I guess I don’t consider The End of Everything to be a book about a missing child. Nor would I say that of the other books (Lehane, Lippman, French) you mention. I know sometimes I get tired of certain premises when I’ve read too many in a row that I didn’t connect with. You feel instead like you’re seeing only the old ropes and pulleys because there’s noting else reaching out to you. The goal always to reach across the page. Once upon a time, you might say you’re of reading about private investigators, then you read one of Reed Farrel Coleman’s mournful, atmospheric Moe Praeger novels and you realize it’s not the PI novels you were weary of, it’s stories that don’t seize you, or that you feel didn’t seize the writer.

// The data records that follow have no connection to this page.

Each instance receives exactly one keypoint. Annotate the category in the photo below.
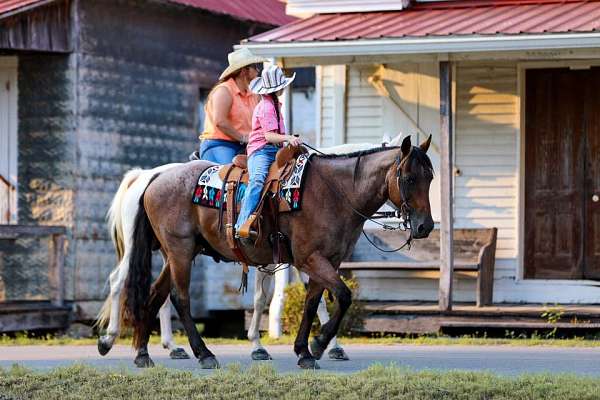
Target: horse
(120, 217)
(345, 190)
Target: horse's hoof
(316, 349)
(143, 361)
(337, 353)
(179, 354)
(104, 345)
(209, 362)
(261, 355)
(308, 363)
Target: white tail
(115, 227)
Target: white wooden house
(524, 137)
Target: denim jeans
(258, 168)
(219, 151)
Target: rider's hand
(294, 140)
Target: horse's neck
(367, 190)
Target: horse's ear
(425, 145)
(406, 146)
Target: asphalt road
(498, 359)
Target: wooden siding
(364, 108)
(326, 105)
(486, 153)
(47, 28)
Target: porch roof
(432, 27)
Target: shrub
(293, 310)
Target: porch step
(31, 315)
(425, 318)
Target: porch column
(446, 168)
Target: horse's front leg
(262, 285)
(336, 352)
(314, 293)
(320, 269)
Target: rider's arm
(221, 105)
(276, 138)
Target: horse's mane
(358, 153)
(418, 154)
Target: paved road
(498, 359)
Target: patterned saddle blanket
(210, 190)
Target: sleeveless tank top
(240, 114)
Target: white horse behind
(121, 216)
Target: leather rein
(402, 213)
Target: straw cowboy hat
(271, 80)
(239, 59)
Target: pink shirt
(264, 120)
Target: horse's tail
(139, 278)
(115, 227)
(114, 217)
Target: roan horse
(121, 216)
(340, 192)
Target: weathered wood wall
(141, 65)
(46, 28)
(46, 165)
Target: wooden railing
(56, 259)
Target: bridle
(402, 213)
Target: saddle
(237, 172)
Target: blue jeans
(258, 168)
(219, 151)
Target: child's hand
(294, 140)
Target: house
(89, 90)
(508, 89)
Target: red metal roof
(14, 5)
(270, 12)
(508, 17)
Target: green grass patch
(263, 382)
(181, 338)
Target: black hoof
(209, 362)
(261, 355)
(143, 361)
(179, 354)
(104, 346)
(337, 353)
(308, 363)
(316, 348)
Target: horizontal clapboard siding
(486, 154)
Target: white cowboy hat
(239, 59)
(271, 80)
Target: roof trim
(425, 45)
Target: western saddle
(237, 172)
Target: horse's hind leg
(262, 284)
(117, 282)
(181, 253)
(314, 293)
(158, 294)
(321, 270)
(166, 333)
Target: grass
(180, 338)
(263, 382)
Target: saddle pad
(209, 191)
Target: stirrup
(245, 231)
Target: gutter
(425, 45)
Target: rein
(403, 212)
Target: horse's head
(408, 184)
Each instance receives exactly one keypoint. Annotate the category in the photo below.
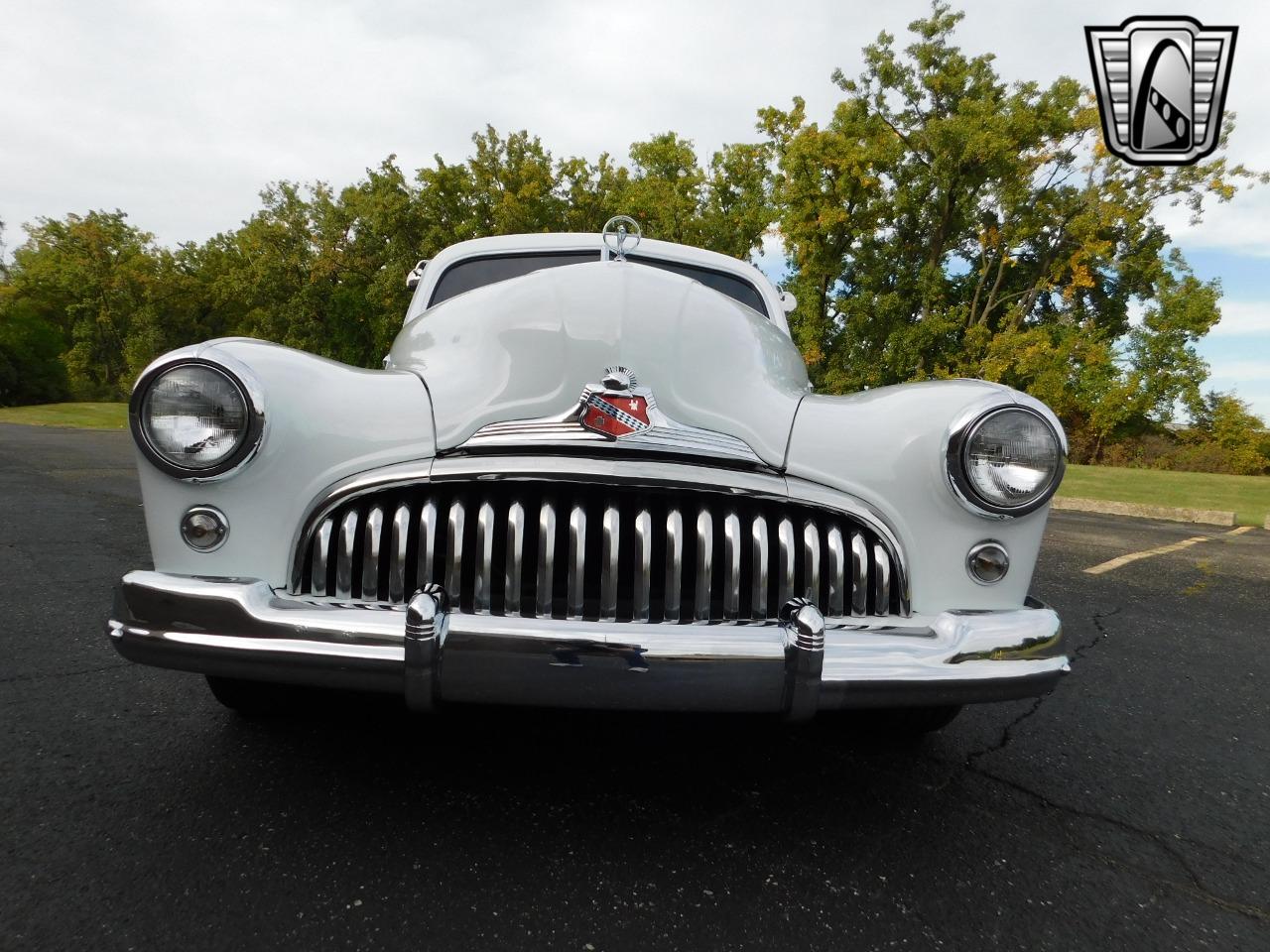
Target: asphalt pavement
(1129, 809)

Because whether it’s a PI tale, or a novel about a heist, the saga of a doomed marriage — those are all just circumstances. The novel lives and breathes on character, voice, the connection to the reader. Our connection to it.

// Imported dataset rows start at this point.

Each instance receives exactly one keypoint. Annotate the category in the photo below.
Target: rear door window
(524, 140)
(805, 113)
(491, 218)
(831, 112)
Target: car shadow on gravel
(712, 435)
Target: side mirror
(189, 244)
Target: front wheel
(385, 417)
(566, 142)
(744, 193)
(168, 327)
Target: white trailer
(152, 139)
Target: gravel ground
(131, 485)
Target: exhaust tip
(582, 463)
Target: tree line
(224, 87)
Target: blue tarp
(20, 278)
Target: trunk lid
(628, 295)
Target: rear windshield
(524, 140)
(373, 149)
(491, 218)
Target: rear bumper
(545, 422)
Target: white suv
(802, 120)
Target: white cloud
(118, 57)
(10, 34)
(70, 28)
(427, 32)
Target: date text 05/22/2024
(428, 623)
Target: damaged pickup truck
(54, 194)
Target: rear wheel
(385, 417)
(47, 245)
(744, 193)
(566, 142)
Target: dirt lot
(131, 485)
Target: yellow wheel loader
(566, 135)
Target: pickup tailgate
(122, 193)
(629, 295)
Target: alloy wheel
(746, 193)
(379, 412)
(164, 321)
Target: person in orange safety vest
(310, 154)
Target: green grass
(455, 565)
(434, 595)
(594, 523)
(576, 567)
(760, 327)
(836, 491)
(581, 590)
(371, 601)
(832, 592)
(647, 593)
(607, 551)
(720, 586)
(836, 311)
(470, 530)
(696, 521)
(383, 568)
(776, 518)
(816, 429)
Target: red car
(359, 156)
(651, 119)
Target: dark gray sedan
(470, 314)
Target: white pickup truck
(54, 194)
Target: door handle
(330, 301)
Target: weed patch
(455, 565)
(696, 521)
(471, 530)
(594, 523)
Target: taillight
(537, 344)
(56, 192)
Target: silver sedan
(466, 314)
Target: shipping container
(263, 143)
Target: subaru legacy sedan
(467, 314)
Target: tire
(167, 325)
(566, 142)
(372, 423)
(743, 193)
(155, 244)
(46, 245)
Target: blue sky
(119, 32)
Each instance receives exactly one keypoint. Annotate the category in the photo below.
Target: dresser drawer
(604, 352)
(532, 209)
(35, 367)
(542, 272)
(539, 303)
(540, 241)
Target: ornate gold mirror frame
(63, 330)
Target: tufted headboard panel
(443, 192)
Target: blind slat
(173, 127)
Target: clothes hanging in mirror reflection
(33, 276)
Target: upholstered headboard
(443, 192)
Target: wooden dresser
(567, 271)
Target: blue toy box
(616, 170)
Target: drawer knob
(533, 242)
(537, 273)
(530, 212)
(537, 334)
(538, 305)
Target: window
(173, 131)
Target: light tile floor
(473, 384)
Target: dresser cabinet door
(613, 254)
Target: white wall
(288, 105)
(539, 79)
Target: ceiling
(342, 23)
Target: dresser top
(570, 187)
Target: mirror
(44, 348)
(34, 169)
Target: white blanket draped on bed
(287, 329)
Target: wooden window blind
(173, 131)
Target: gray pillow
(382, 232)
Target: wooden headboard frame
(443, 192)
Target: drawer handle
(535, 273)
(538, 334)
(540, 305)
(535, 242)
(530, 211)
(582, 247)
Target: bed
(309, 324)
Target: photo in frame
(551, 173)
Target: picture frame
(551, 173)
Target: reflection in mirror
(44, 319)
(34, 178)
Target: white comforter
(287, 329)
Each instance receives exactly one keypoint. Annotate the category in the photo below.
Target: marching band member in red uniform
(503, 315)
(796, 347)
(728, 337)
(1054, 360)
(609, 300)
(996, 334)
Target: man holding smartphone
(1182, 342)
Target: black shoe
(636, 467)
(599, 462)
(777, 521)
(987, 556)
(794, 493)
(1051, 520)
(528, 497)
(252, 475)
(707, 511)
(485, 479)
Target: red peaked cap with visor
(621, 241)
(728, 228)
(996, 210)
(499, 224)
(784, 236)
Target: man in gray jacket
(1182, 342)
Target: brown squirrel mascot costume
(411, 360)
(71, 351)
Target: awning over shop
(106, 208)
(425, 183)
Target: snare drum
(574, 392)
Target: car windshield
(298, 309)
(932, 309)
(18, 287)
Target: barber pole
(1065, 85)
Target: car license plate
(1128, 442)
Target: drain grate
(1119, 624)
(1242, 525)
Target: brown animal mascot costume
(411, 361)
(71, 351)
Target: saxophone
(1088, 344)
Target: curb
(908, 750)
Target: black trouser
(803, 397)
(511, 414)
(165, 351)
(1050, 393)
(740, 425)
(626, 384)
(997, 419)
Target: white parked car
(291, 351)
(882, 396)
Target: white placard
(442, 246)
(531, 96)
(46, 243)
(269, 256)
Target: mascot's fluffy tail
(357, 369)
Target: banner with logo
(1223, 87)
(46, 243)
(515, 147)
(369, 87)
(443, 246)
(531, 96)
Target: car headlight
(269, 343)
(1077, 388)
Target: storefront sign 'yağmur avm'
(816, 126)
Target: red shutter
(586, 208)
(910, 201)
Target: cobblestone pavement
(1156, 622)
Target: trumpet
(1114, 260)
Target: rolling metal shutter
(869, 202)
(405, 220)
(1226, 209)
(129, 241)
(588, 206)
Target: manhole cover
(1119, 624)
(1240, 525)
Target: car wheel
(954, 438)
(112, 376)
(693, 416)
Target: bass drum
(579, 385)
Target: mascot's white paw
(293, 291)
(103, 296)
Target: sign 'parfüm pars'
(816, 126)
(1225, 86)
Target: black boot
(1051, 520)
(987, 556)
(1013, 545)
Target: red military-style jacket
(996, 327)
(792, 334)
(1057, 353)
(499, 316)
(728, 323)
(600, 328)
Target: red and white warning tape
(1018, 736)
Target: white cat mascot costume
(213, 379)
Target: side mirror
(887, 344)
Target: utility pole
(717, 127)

Of course, I don’t think about any of that when I’m writing! It’s very unthoughtful. To me, the inspiration for The End of Everything was this longing most of us have at one point to gain entry into another family, one that seems to offer everything ours lacks, and the intoxicating power these families can have, from the outside. And about early adolescent yearning, being on the cusp, being so eager to push yourself into a world but then having to deal with the dark matter that comes with it. And too the intense nature of pre-adolescent female friendships, which I think are fascinating, complicated and can have a lifelong impact. You never have friendships quite like that again. Their intensity is the intensity of that age, that moment, caught.

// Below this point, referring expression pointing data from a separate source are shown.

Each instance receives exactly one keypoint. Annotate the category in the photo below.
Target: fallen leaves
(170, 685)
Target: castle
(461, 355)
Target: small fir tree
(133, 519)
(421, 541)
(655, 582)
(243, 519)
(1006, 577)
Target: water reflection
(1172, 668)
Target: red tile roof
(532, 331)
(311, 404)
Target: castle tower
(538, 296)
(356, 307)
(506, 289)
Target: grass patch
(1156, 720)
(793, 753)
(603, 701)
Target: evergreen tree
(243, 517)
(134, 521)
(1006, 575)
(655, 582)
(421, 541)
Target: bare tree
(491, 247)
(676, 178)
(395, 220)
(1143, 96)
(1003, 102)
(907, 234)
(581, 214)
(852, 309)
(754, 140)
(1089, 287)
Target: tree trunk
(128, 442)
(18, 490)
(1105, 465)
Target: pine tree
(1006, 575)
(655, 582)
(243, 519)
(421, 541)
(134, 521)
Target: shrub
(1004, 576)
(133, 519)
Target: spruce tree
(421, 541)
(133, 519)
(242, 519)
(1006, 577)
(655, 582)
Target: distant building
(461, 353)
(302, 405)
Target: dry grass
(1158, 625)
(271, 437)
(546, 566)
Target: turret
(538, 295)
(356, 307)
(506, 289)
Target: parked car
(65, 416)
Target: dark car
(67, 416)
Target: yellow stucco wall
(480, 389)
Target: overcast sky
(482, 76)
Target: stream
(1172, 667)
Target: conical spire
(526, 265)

It’s been said that one of the differences in genre fiction and literary fiction is that that in the former, the action takes place in the story, while in the latter, the action takes place in the language. I don’t want to get into that genre vs. literary discussion (I really don’t), but at the same time, The End of Everything seems to strike a very nice balance between a forward-moving plot (and a couple of fine twists!) and a rich style, with an attention to words and phrases and rhythms and an emphasis on imagery, all of it capturing moments, memories, emotional states and just that sense of being a 13-year-old girl. As you write, do you find yourself more interested in plotting and action or in the language itself? Or consciously do you work to achieve that balance — of immersing the reader in the experience of a moment while keeping the plot pushing ahead?
Thank you! Plot is especially important to me because it doesn’t come as naturally to me. But as a reader, I like an arc, I like direction. I like a propulsive quality, even if the propulsion is emotional more than event focused. So I try to remember that when I write, to keep me away from my bad habits.
And my favorite kinds of books tend to be “whispers in the ear” and rather urgent, so that helps me push the plot forward. But it’s hard for me to separate out these elements because I don’t think too much about them when I’m writing. It sounds crazy to say so, but it’s almost like a “possession” once I get (or feel like I get!) the main character. She tells me how she wants to speak, feel, act. The rhythms are hers. The rest comes in revision, of course! And it’s a tricky process for me — I always feel dangerously close to sinking too far back into the center of the book and not being able to do some of that more surgical work. It’s during these edits that I have to work on achieving the balance — especially pace — which is not nearly as much fun as being possessed, alas!